Eastern Europeans are developing a taste for upmarket coffee judging by the results of British-owned coffee chain Coffeeheaven.
The AIM-listed coffee bar group, which has 59 sites in central Europe, reported half-year pre-tax profits of £140,000 for the six months to 30 September 2006. This compares with a loss of £366,000 in the same period last year.
Like-for-like sales increased 28% in the period as turnover rose 61% to £4.41m. Revenues for the year are expected to be close to £9.8m.
Currently Coffeeheaven has 39 sites in Poland where a 28% growth increase was reported. It is hoping to exceed its target of 40 stores by the end of the year.
Sales increased by 41% in the Czech Republic where it has nine sites.

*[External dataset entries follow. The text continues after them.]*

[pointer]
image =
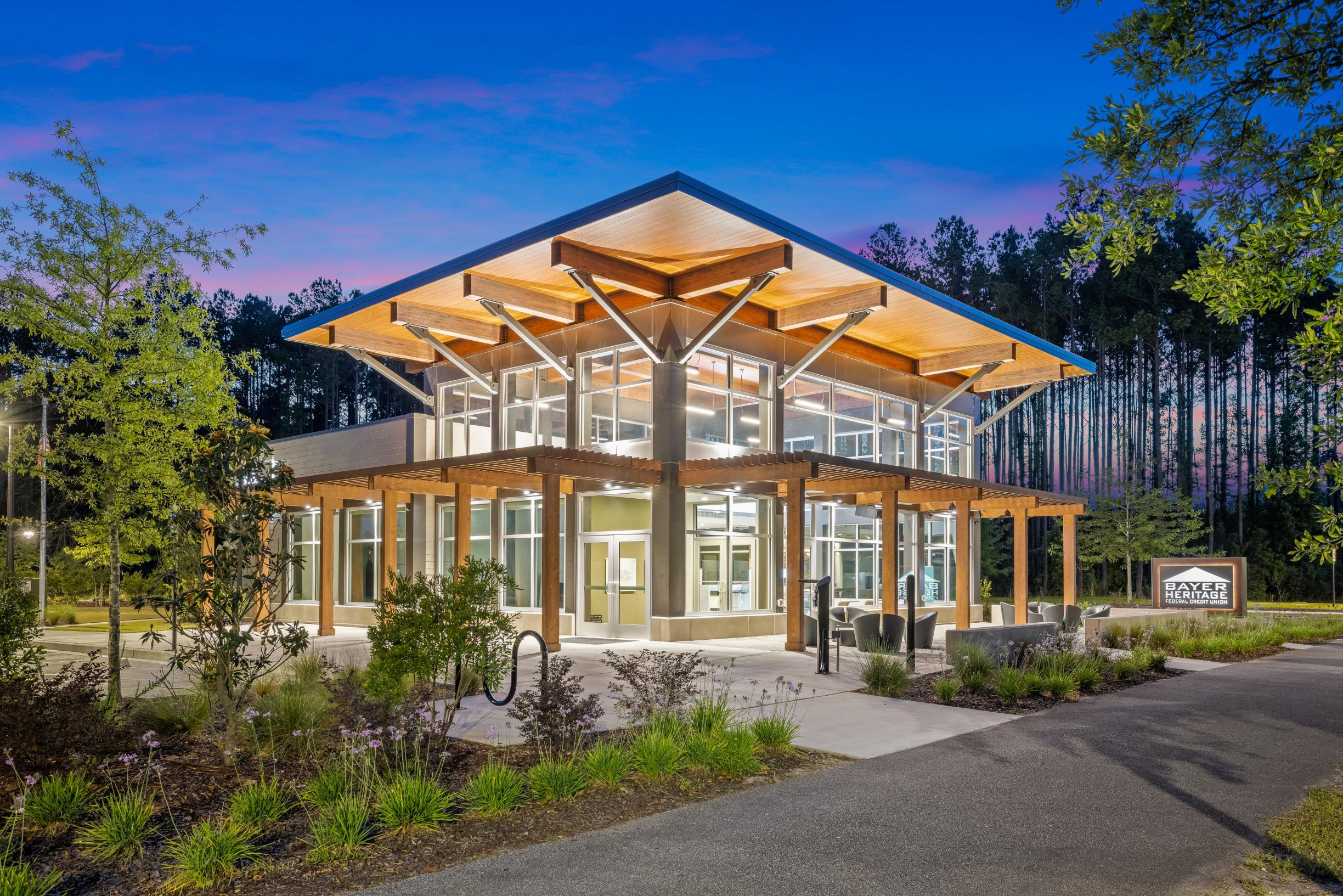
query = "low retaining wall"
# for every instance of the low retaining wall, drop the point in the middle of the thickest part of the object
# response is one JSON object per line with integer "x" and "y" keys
{"x": 1146, "y": 617}
{"x": 996, "y": 640}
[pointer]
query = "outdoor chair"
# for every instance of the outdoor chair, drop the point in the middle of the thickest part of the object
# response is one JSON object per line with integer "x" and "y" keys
{"x": 867, "y": 632}
{"x": 892, "y": 630}
{"x": 1072, "y": 617}
{"x": 926, "y": 627}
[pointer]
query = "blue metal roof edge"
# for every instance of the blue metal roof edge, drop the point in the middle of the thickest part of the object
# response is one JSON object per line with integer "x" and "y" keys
{"x": 663, "y": 186}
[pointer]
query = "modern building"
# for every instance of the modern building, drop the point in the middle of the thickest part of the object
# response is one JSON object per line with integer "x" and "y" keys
{"x": 661, "y": 412}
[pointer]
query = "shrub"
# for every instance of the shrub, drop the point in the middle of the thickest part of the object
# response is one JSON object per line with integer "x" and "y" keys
{"x": 176, "y": 717}
{"x": 975, "y": 681}
{"x": 119, "y": 828}
{"x": 607, "y": 763}
{"x": 555, "y": 712}
{"x": 775, "y": 731}
{"x": 885, "y": 673}
{"x": 59, "y": 799}
{"x": 1060, "y": 685}
{"x": 653, "y": 680}
{"x": 327, "y": 789}
{"x": 342, "y": 831}
{"x": 19, "y": 879}
{"x": 66, "y": 708}
{"x": 292, "y": 708}
{"x": 700, "y": 750}
{"x": 495, "y": 790}
{"x": 1011, "y": 684}
{"x": 556, "y": 781}
{"x": 208, "y": 855}
{"x": 411, "y": 799}
{"x": 973, "y": 658}
{"x": 1090, "y": 673}
{"x": 261, "y": 804}
{"x": 656, "y": 756}
{"x": 738, "y": 754}
{"x": 709, "y": 715}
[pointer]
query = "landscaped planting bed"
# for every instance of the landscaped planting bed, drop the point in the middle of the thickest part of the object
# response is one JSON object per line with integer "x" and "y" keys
{"x": 332, "y": 789}
{"x": 1225, "y": 639}
{"x": 1024, "y": 680}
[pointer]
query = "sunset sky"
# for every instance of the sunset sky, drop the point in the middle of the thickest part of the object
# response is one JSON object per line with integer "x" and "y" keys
{"x": 375, "y": 140}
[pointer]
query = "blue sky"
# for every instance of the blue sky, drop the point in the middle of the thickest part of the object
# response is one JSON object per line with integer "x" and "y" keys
{"x": 376, "y": 140}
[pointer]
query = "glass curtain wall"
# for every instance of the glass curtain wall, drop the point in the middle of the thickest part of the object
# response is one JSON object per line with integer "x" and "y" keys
{"x": 465, "y": 420}
{"x": 729, "y": 401}
{"x": 616, "y": 397}
{"x": 729, "y": 550}
{"x": 523, "y": 551}
{"x": 534, "y": 408}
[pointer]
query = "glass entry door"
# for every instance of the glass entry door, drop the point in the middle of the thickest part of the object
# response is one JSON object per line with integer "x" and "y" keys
{"x": 614, "y": 590}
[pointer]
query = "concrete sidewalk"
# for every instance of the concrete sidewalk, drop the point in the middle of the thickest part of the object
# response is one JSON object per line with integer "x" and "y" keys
{"x": 1158, "y": 789}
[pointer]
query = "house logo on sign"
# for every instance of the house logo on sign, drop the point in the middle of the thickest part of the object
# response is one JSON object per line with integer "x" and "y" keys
{"x": 1197, "y": 588}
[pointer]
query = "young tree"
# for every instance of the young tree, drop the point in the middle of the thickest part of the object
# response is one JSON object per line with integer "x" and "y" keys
{"x": 226, "y": 616}
{"x": 124, "y": 354}
{"x": 1134, "y": 523}
{"x": 433, "y": 628}
{"x": 1236, "y": 108}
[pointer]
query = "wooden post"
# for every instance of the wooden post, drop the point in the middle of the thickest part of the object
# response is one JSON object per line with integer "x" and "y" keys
{"x": 793, "y": 523}
{"x": 889, "y": 553}
{"x": 327, "y": 576}
{"x": 264, "y": 602}
{"x": 388, "y": 542}
{"x": 1018, "y": 563}
{"x": 551, "y": 561}
{"x": 1069, "y": 559}
{"x": 461, "y": 526}
{"x": 962, "y": 565}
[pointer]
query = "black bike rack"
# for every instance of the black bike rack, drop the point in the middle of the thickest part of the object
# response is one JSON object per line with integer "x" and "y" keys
{"x": 512, "y": 688}
{"x": 821, "y": 601}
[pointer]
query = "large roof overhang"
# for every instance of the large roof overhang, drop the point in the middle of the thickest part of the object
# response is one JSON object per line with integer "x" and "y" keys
{"x": 672, "y": 238}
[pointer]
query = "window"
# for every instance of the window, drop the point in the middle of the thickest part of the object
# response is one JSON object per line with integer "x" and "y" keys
{"x": 534, "y": 408}
{"x": 617, "y": 397}
{"x": 523, "y": 551}
{"x": 947, "y": 444}
{"x": 366, "y": 553}
{"x": 465, "y": 422}
{"x": 729, "y": 553}
{"x": 448, "y": 538}
{"x": 727, "y": 401}
{"x": 305, "y": 537}
{"x": 843, "y": 420}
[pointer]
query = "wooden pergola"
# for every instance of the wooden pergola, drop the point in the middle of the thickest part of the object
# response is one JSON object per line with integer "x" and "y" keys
{"x": 546, "y": 471}
{"x": 805, "y": 475}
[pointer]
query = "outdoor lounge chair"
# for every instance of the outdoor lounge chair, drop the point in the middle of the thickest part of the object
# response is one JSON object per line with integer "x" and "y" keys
{"x": 867, "y": 632}
{"x": 892, "y": 630}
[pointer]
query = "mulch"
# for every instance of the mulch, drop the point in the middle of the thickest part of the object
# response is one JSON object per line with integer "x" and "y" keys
{"x": 922, "y": 690}
{"x": 199, "y": 787}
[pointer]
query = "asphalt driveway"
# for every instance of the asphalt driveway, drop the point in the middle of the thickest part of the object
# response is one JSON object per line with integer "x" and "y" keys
{"x": 1154, "y": 790}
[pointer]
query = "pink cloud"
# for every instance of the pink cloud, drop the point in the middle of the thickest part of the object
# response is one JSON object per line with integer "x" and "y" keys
{"x": 690, "y": 53}
{"x": 81, "y": 61}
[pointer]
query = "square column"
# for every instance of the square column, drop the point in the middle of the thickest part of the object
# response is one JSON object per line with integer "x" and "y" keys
{"x": 1020, "y": 566}
{"x": 962, "y": 563}
{"x": 551, "y": 561}
{"x": 793, "y": 516}
{"x": 327, "y": 571}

In Latvia, where the group has eight stores, sales increased 19%. It also has two sites in Bulgaria and one in Slovakia.
Richard Worthington, executive chairman, said: "These results demonstrate the strong appeal of Coffeeheaven with consumers and that the group’s development strategy is capitalising on the growing economies of central Europe.
"With a presence in five central European markets and sector leadership in the largest, Coffeeheaven is now firmly established as one of Central Europe’s leading brand coffee bar chains."
The group expects to have 63 outlets trading, all in areas of high retail penetration, by the end of its financial year on 31 March 2007. The company is looking to expand into Ukraine, Romania, Estonia and Hungary.